[The Ambassadors by Henry James]@TWC D-Link book
The Ambassadors

BOOK Sixth
83/173

"Is it for her to have turned a man out so wonderfully, too, only for somebody else ?" He appeared to make a point of this, and little Bilham looked at him now.

"When it's for each other that people give things up they don't miss them." Then he threw off as with an extravagance of which he was conscious: "Let them face the future together!" Little Bilham looked at him indeed.

"You mean that after all he shouldn't go back ?" "I mean that if he gives her up--!" "Yes ?" "Well, he ought to be ashamed of himself." But Strether spoke with a sound that might have passed for a laugh.
Volume II Book Seventh I It wasn't the first time Strether had sat alone in the great dim church--still less was it the first of his giving himself up, so far as conditions permitted, to its beneficent action on his nerves.

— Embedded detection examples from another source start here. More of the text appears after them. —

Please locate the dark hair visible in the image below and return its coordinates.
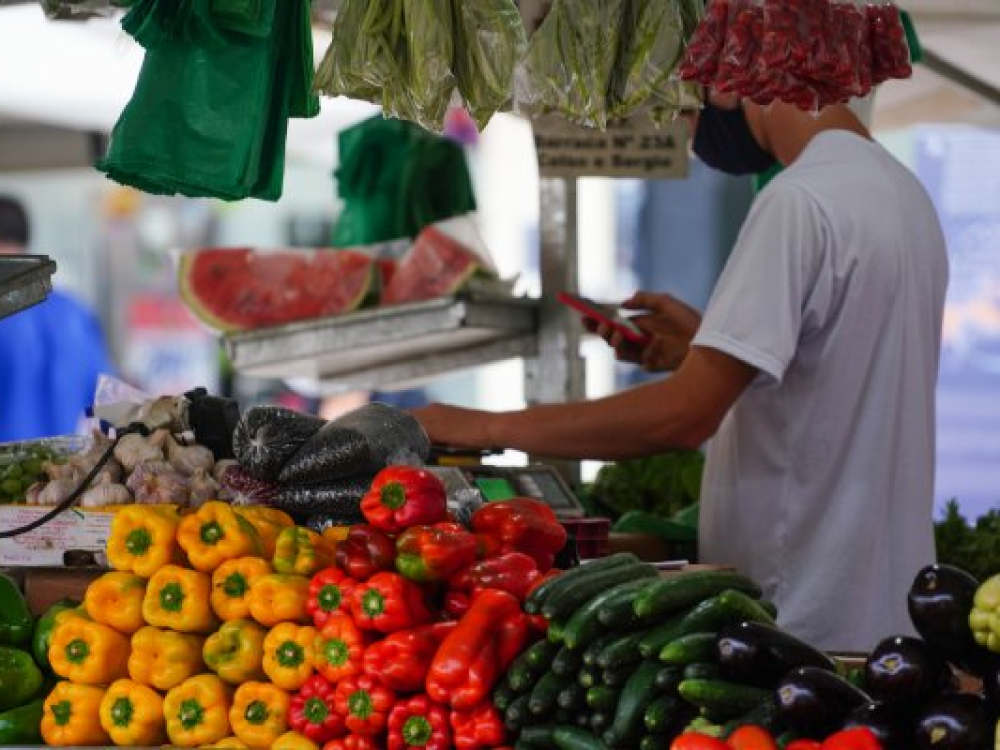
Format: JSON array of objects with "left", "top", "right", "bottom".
[{"left": 0, "top": 195, "right": 31, "bottom": 247}]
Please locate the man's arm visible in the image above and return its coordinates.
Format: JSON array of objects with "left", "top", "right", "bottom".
[{"left": 413, "top": 347, "right": 757, "bottom": 461}]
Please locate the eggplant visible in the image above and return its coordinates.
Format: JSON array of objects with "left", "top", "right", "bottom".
[
  {"left": 913, "top": 692, "right": 996, "bottom": 750},
  {"left": 715, "top": 622, "right": 837, "bottom": 688},
  {"left": 843, "top": 701, "right": 916, "bottom": 750},
  {"left": 865, "top": 635, "right": 956, "bottom": 707},
  {"left": 774, "top": 667, "right": 871, "bottom": 739},
  {"left": 906, "top": 563, "right": 986, "bottom": 676}
]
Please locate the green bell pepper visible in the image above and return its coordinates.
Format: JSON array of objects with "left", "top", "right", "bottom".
[
  {"left": 0, "top": 698, "right": 45, "bottom": 747},
  {"left": 31, "top": 599, "right": 80, "bottom": 670},
  {"left": 0, "top": 573, "right": 35, "bottom": 646},
  {"left": 0, "top": 646, "right": 42, "bottom": 711}
]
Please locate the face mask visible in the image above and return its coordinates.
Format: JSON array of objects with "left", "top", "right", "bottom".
[{"left": 693, "top": 102, "right": 775, "bottom": 175}]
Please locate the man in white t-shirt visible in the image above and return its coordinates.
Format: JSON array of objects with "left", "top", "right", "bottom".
[{"left": 416, "top": 97, "right": 948, "bottom": 651}]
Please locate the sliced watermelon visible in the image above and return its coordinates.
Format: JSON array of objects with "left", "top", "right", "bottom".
[
  {"left": 381, "top": 226, "right": 485, "bottom": 305},
  {"left": 178, "top": 248, "right": 377, "bottom": 332}
]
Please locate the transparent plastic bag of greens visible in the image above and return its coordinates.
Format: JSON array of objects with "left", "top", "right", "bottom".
[
  {"left": 611, "top": 0, "right": 686, "bottom": 119},
  {"left": 452, "top": 0, "right": 528, "bottom": 130},
  {"left": 515, "top": 0, "right": 628, "bottom": 130}
]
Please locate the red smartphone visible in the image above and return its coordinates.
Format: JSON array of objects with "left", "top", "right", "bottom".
[{"left": 556, "top": 292, "right": 650, "bottom": 346}]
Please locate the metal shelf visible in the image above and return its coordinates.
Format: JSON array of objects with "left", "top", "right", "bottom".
[
  {"left": 222, "top": 296, "right": 538, "bottom": 389},
  {"left": 0, "top": 255, "right": 56, "bottom": 318}
]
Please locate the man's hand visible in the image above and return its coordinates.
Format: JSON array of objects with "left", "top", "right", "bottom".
[{"left": 584, "top": 292, "right": 701, "bottom": 372}]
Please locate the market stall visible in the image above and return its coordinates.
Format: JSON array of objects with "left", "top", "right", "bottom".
[{"left": 0, "top": 0, "right": 1000, "bottom": 750}]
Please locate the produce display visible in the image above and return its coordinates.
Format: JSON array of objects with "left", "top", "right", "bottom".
[{"left": 679, "top": 0, "right": 912, "bottom": 110}]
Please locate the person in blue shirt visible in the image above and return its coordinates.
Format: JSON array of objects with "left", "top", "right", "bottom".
[{"left": 0, "top": 196, "right": 113, "bottom": 442}]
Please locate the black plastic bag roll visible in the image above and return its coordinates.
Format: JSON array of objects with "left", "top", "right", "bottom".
[
  {"left": 233, "top": 406, "right": 326, "bottom": 479},
  {"left": 269, "top": 475, "right": 372, "bottom": 523},
  {"left": 279, "top": 403, "right": 430, "bottom": 483}
]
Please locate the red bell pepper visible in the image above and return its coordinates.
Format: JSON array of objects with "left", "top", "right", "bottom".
[
  {"left": 333, "top": 674, "right": 396, "bottom": 737},
  {"left": 427, "top": 589, "right": 524, "bottom": 711},
  {"left": 361, "top": 466, "right": 448, "bottom": 534},
  {"left": 364, "top": 622, "right": 455, "bottom": 693},
  {"left": 449, "top": 700, "right": 504, "bottom": 750},
  {"left": 472, "top": 497, "right": 566, "bottom": 573},
  {"left": 313, "top": 613, "right": 367, "bottom": 684},
  {"left": 821, "top": 727, "right": 882, "bottom": 750},
  {"left": 388, "top": 695, "right": 451, "bottom": 750},
  {"left": 323, "top": 734, "right": 383, "bottom": 750},
  {"left": 396, "top": 523, "right": 476, "bottom": 583},
  {"left": 351, "top": 573, "right": 431, "bottom": 633},
  {"left": 333, "top": 524, "right": 396, "bottom": 581},
  {"left": 306, "top": 568, "right": 355, "bottom": 628},
  {"left": 288, "top": 674, "right": 347, "bottom": 745},
  {"left": 726, "top": 724, "right": 778, "bottom": 750},
  {"left": 449, "top": 552, "right": 542, "bottom": 602}
]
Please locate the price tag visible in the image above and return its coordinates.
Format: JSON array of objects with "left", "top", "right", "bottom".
[{"left": 532, "top": 116, "right": 690, "bottom": 180}]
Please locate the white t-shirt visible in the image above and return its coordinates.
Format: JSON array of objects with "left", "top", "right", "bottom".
[{"left": 694, "top": 130, "right": 948, "bottom": 651}]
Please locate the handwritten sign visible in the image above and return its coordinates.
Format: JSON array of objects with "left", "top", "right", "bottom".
[{"left": 532, "top": 117, "right": 689, "bottom": 179}]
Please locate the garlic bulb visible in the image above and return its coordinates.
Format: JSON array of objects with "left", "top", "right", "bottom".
[
  {"left": 115, "top": 432, "right": 163, "bottom": 473},
  {"left": 189, "top": 469, "right": 220, "bottom": 508},
  {"left": 38, "top": 478, "right": 79, "bottom": 505},
  {"left": 80, "top": 473, "right": 132, "bottom": 508},
  {"left": 167, "top": 435, "right": 215, "bottom": 477}
]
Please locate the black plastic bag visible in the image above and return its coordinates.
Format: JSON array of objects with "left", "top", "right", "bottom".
[
  {"left": 233, "top": 406, "right": 326, "bottom": 479},
  {"left": 278, "top": 403, "right": 430, "bottom": 483}
]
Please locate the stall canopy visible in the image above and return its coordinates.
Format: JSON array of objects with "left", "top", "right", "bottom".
[{"left": 0, "top": 0, "right": 1000, "bottom": 170}]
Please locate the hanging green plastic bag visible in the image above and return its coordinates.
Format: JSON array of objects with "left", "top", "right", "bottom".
[{"left": 452, "top": 0, "right": 528, "bottom": 129}]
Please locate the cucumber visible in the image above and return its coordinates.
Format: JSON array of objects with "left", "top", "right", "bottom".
[
  {"left": 675, "top": 661, "right": 724, "bottom": 687},
  {"left": 634, "top": 570, "right": 762, "bottom": 618},
  {"left": 552, "top": 726, "right": 607, "bottom": 750},
  {"left": 604, "top": 661, "right": 660, "bottom": 747},
  {"left": 581, "top": 633, "right": 622, "bottom": 667},
  {"left": 542, "top": 563, "right": 659, "bottom": 621},
  {"left": 528, "top": 672, "right": 572, "bottom": 716},
  {"left": 549, "top": 646, "right": 583, "bottom": 675},
  {"left": 556, "top": 678, "right": 587, "bottom": 712},
  {"left": 576, "top": 667, "right": 601, "bottom": 689},
  {"left": 514, "top": 724, "right": 556, "bottom": 750},
  {"left": 507, "top": 651, "right": 541, "bottom": 694},
  {"left": 524, "top": 552, "right": 639, "bottom": 615},
  {"left": 493, "top": 680, "right": 517, "bottom": 713},
  {"left": 586, "top": 685, "right": 621, "bottom": 714},
  {"left": 503, "top": 694, "right": 532, "bottom": 734},
  {"left": 656, "top": 666, "right": 684, "bottom": 693},
  {"left": 677, "top": 679, "right": 773, "bottom": 721},
  {"left": 660, "top": 632, "right": 718, "bottom": 665},
  {"left": 563, "top": 578, "right": 649, "bottom": 648},
  {"left": 642, "top": 695, "right": 681, "bottom": 734},
  {"left": 524, "top": 640, "right": 559, "bottom": 671}
]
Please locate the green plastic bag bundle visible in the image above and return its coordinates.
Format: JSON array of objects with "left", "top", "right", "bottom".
[
  {"left": 332, "top": 116, "right": 476, "bottom": 247},
  {"left": 452, "top": 0, "right": 528, "bottom": 129},
  {"left": 97, "top": 0, "right": 319, "bottom": 200}
]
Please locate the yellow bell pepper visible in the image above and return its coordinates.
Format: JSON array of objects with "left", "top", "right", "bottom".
[
  {"left": 49, "top": 616, "right": 129, "bottom": 685},
  {"left": 41, "top": 682, "right": 111, "bottom": 746},
  {"left": 163, "top": 674, "right": 232, "bottom": 747},
  {"left": 212, "top": 557, "right": 271, "bottom": 620},
  {"left": 229, "top": 682, "right": 289, "bottom": 750},
  {"left": 264, "top": 622, "right": 316, "bottom": 690},
  {"left": 83, "top": 571, "right": 146, "bottom": 635},
  {"left": 234, "top": 505, "right": 295, "bottom": 560},
  {"left": 250, "top": 573, "right": 312, "bottom": 627},
  {"left": 271, "top": 732, "right": 319, "bottom": 750},
  {"left": 107, "top": 505, "right": 180, "bottom": 578},
  {"left": 128, "top": 626, "right": 203, "bottom": 690},
  {"left": 101, "top": 680, "right": 167, "bottom": 745},
  {"left": 202, "top": 620, "right": 267, "bottom": 685},
  {"left": 142, "top": 565, "right": 218, "bottom": 633},
  {"left": 271, "top": 526, "right": 335, "bottom": 576},
  {"left": 177, "top": 500, "right": 264, "bottom": 573}
]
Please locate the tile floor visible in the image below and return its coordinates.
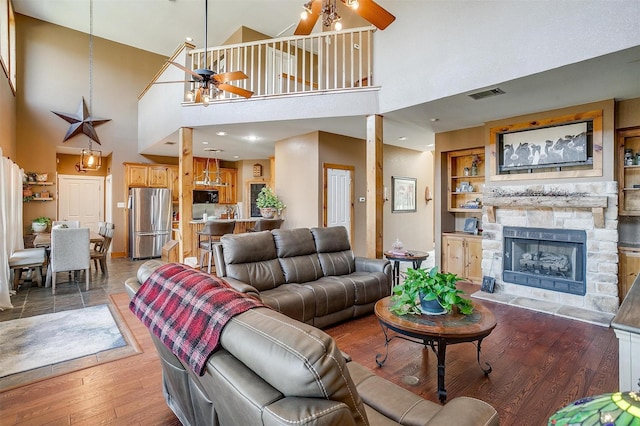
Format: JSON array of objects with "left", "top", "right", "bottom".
[{"left": 0, "top": 258, "right": 145, "bottom": 321}]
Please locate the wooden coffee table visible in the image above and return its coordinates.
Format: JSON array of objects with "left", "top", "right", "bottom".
[{"left": 374, "top": 297, "right": 496, "bottom": 402}]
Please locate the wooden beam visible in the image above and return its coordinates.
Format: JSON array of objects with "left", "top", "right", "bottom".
[
  {"left": 366, "top": 115, "right": 384, "bottom": 258},
  {"left": 178, "top": 127, "right": 198, "bottom": 262}
]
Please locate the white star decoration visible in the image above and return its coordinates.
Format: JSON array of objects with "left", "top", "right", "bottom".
[{"left": 51, "top": 97, "right": 111, "bottom": 144}]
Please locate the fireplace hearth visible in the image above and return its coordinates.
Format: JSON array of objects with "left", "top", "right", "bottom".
[{"left": 502, "top": 226, "right": 587, "bottom": 296}]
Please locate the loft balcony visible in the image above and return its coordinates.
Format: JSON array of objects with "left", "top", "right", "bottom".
[{"left": 138, "top": 27, "right": 379, "bottom": 152}]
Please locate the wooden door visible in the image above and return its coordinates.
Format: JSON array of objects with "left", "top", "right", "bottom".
[
  {"left": 58, "top": 175, "right": 104, "bottom": 232},
  {"left": 618, "top": 247, "right": 640, "bottom": 303}
]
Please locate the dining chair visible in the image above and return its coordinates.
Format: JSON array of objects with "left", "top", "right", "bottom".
[
  {"left": 91, "top": 227, "right": 115, "bottom": 274},
  {"left": 196, "top": 220, "right": 236, "bottom": 274},
  {"left": 47, "top": 228, "right": 91, "bottom": 294},
  {"left": 248, "top": 219, "right": 283, "bottom": 232},
  {"left": 51, "top": 220, "right": 80, "bottom": 229}
]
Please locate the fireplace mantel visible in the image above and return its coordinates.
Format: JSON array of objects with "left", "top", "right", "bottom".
[{"left": 482, "top": 194, "right": 608, "bottom": 228}]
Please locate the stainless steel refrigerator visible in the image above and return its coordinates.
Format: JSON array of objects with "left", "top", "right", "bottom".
[{"left": 129, "top": 188, "right": 171, "bottom": 259}]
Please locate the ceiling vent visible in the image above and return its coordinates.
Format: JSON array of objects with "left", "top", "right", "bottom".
[{"left": 469, "top": 87, "right": 505, "bottom": 101}]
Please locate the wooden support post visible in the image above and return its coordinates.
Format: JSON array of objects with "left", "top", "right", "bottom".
[
  {"left": 366, "top": 115, "right": 384, "bottom": 258},
  {"left": 178, "top": 127, "right": 198, "bottom": 262}
]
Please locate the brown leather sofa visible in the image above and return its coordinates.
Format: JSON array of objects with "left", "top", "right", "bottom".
[
  {"left": 125, "top": 260, "right": 499, "bottom": 426},
  {"left": 214, "top": 226, "right": 391, "bottom": 328}
]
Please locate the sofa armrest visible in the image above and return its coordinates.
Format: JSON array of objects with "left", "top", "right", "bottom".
[
  {"left": 427, "top": 396, "right": 500, "bottom": 426},
  {"left": 356, "top": 257, "right": 391, "bottom": 277},
  {"left": 263, "top": 396, "right": 355, "bottom": 426},
  {"left": 220, "top": 277, "right": 262, "bottom": 300}
]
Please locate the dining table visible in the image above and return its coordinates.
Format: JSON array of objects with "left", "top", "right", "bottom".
[{"left": 33, "top": 231, "right": 104, "bottom": 287}]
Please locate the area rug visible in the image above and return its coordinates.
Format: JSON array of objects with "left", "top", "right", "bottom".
[{"left": 0, "top": 305, "right": 141, "bottom": 392}]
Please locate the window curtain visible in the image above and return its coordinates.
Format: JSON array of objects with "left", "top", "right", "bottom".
[{"left": 0, "top": 148, "right": 24, "bottom": 310}]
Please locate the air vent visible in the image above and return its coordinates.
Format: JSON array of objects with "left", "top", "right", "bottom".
[{"left": 469, "top": 87, "right": 505, "bottom": 101}]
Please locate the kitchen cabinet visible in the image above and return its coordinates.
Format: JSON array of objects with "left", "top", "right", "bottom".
[
  {"left": 618, "top": 247, "right": 640, "bottom": 303},
  {"left": 147, "top": 165, "right": 171, "bottom": 188},
  {"left": 442, "top": 232, "right": 482, "bottom": 284},
  {"left": 616, "top": 127, "right": 640, "bottom": 216},
  {"left": 447, "top": 148, "right": 485, "bottom": 213}
]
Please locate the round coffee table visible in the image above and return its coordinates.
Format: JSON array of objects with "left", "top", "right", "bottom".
[{"left": 374, "top": 297, "right": 497, "bottom": 402}]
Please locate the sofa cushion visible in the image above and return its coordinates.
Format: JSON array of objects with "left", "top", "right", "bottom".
[
  {"left": 220, "top": 308, "right": 367, "bottom": 425},
  {"left": 260, "top": 284, "right": 316, "bottom": 324},
  {"left": 311, "top": 226, "right": 356, "bottom": 276},
  {"left": 220, "top": 231, "right": 285, "bottom": 291},
  {"left": 324, "top": 272, "right": 389, "bottom": 305},
  {"left": 272, "top": 228, "right": 323, "bottom": 283},
  {"left": 303, "top": 277, "right": 355, "bottom": 317}
]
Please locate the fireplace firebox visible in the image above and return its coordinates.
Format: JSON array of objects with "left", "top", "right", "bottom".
[{"left": 502, "top": 226, "right": 587, "bottom": 296}]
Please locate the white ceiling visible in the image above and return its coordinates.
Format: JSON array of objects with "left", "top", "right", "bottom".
[{"left": 13, "top": 0, "right": 640, "bottom": 160}]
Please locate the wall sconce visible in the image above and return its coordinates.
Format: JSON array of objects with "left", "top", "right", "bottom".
[{"left": 80, "top": 149, "right": 102, "bottom": 171}]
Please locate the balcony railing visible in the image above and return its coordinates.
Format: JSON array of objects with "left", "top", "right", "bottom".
[{"left": 186, "top": 27, "right": 375, "bottom": 102}]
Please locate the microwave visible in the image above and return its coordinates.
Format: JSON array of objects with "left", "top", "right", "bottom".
[{"left": 193, "top": 189, "right": 218, "bottom": 204}]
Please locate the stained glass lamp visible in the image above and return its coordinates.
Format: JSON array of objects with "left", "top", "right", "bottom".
[{"left": 549, "top": 392, "right": 640, "bottom": 426}]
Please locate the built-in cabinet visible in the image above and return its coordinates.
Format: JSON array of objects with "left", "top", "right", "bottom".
[
  {"left": 618, "top": 247, "right": 640, "bottom": 303},
  {"left": 22, "top": 182, "right": 53, "bottom": 202},
  {"left": 617, "top": 127, "right": 640, "bottom": 216},
  {"left": 442, "top": 232, "right": 482, "bottom": 284},
  {"left": 447, "top": 148, "right": 485, "bottom": 213},
  {"left": 193, "top": 157, "right": 238, "bottom": 204}
]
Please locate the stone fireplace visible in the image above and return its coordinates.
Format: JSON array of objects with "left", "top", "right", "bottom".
[{"left": 480, "top": 182, "right": 618, "bottom": 325}]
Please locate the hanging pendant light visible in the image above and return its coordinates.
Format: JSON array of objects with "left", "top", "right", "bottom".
[{"left": 80, "top": 0, "right": 102, "bottom": 171}]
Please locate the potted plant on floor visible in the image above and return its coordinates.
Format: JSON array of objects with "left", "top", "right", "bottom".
[
  {"left": 256, "top": 186, "right": 287, "bottom": 219},
  {"left": 389, "top": 266, "right": 473, "bottom": 315},
  {"left": 31, "top": 216, "right": 51, "bottom": 232}
]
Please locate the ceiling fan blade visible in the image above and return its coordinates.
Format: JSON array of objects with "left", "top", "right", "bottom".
[
  {"left": 168, "top": 61, "right": 202, "bottom": 80},
  {"left": 153, "top": 80, "right": 193, "bottom": 84},
  {"left": 350, "top": 0, "right": 396, "bottom": 30},
  {"left": 217, "top": 83, "right": 253, "bottom": 98},
  {"left": 213, "top": 71, "right": 249, "bottom": 83},
  {"left": 293, "top": 0, "right": 322, "bottom": 35}
]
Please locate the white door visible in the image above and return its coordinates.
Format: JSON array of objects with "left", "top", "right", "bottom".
[
  {"left": 327, "top": 168, "right": 353, "bottom": 239},
  {"left": 58, "top": 175, "right": 104, "bottom": 232}
]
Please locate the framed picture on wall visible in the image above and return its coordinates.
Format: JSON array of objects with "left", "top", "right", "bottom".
[{"left": 391, "top": 176, "right": 416, "bottom": 213}]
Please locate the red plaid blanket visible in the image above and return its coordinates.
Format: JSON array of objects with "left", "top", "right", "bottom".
[{"left": 129, "top": 263, "right": 265, "bottom": 376}]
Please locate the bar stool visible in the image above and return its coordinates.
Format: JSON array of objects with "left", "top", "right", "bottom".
[{"left": 196, "top": 220, "right": 236, "bottom": 274}]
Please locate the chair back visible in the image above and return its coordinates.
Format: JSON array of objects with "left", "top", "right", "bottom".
[
  {"left": 253, "top": 219, "right": 283, "bottom": 232},
  {"left": 51, "top": 220, "right": 80, "bottom": 229},
  {"left": 199, "top": 220, "right": 236, "bottom": 237},
  {"left": 50, "top": 228, "right": 91, "bottom": 272}
]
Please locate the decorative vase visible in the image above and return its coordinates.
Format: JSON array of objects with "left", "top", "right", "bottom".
[
  {"left": 260, "top": 207, "right": 277, "bottom": 219},
  {"left": 31, "top": 222, "right": 47, "bottom": 233},
  {"left": 420, "top": 292, "right": 447, "bottom": 315}
]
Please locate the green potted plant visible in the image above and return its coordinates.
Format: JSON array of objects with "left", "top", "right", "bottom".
[
  {"left": 31, "top": 216, "right": 51, "bottom": 232},
  {"left": 389, "top": 266, "right": 473, "bottom": 315},
  {"left": 256, "top": 186, "right": 287, "bottom": 219}
]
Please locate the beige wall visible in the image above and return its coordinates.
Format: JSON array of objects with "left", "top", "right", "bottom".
[
  {"left": 15, "top": 15, "right": 166, "bottom": 253},
  {"left": 276, "top": 132, "right": 434, "bottom": 256},
  {"left": 0, "top": 67, "right": 16, "bottom": 160}
]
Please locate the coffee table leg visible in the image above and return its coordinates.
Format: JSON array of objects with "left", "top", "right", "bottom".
[
  {"left": 376, "top": 323, "right": 391, "bottom": 367},
  {"left": 477, "top": 339, "right": 493, "bottom": 376}
]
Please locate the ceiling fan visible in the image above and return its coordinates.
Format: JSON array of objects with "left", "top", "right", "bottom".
[
  {"left": 156, "top": 0, "right": 253, "bottom": 105},
  {"left": 293, "top": 0, "right": 396, "bottom": 35}
]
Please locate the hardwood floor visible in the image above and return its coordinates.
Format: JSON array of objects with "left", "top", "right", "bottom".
[{"left": 0, "top": 260, "right": 618, "bottom": 426}]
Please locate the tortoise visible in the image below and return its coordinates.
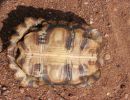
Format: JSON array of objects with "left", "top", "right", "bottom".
[{"left": 1, "top": 17, "right": 102, "bottom": 87}]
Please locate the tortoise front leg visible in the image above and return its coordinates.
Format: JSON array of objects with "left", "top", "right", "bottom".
[{"left": 10, "top": 18, "right": 44, "bottom": 44}]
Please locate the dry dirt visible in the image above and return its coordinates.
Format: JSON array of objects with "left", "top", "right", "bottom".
[{"left": 0, "top": 0, "right": 130, "bottom": 100}]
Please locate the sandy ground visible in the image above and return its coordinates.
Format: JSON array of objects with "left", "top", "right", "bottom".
[{"left": 0, "top": 0, "right": 130, "bottom": 100}]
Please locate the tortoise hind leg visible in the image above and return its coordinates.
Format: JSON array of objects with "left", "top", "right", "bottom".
[{"left": 9, "top": 56, "right": 37, "bottom": 87}]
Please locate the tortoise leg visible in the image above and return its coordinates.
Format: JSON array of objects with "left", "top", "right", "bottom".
[
  {"left": 10, "top": 18, "right": 44, "bottom": 44},
  {"left": 8, "top": 49, "right": 37, "bottom": 87},
  {"left": 0, "top": 38, "right": 3, "bottom": 52}
]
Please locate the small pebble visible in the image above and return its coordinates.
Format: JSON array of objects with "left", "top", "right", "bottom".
[
  {"left": 105, "top": 54, "right": 111, "bottom": 60},
  {"left": 84, "top": 2, "right": 88, "bottom": 5},
  {"left": 105, "top": 34, "right": 109, "bottom": 38},
  {"left": 25, "top": 95, "right": 33, "bottom": 100},
  {"left": 125, "top": 94, "right": 129, "bottom": 100},
  {"left": 107, "top": 92, "right": 110, "bottom": 96},
  {"left": 19, "top": 87, "right": 24, "bottom": 93}
]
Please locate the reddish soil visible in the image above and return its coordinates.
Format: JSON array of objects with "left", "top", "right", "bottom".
[{"left": 0, "top": 0, "right": 130, "bottom": 100}]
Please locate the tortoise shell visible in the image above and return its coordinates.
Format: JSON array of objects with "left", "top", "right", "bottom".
[{"left": 8, "top": 17, "right": 102, "bottom": 87}]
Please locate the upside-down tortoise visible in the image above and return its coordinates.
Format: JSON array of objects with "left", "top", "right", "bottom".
[{"left": 0, "top": 17, "right": 102, "bottom": 87}]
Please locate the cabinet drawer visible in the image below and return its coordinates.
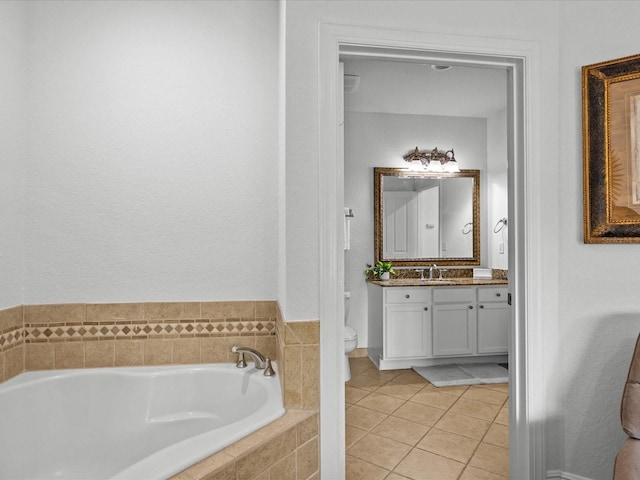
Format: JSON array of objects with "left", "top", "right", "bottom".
[
  {"left": 478, "top": 287, "right": 509, "bottom": 302},
  {"left": 433, "top": 287, "right": 475, "bottom": 303},
  {"left": 384, "top": 287, "right": 431, "bottom": 303}
]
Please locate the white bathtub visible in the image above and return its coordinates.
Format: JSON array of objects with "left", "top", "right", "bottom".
[{"left": 0, "top": 364, "right": 284, "bottom": 480}]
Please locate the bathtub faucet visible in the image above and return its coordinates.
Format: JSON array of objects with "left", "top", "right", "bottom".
[{"left": 231, "top": 345, "right": 276, "bottom": 377}]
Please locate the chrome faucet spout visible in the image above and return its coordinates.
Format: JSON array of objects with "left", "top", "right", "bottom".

He had been to Notre Dame with Waymarsh, he had been there with Miss Gostrey, he had been there with Chad Newsome, and had found the place, even in company, such a refuge from the obsession of his problem that, with renewed pressure from that source, he had not unnaturally recurred to a remedy meeting the case, for the moment, so indirectly, no doubt, but so relievingly.

He was conscious enough that it was only for the moment, but good moments--if he could call them good--still had their value for a man who by this time struck himself as living almost disgracefully from hand to mouth.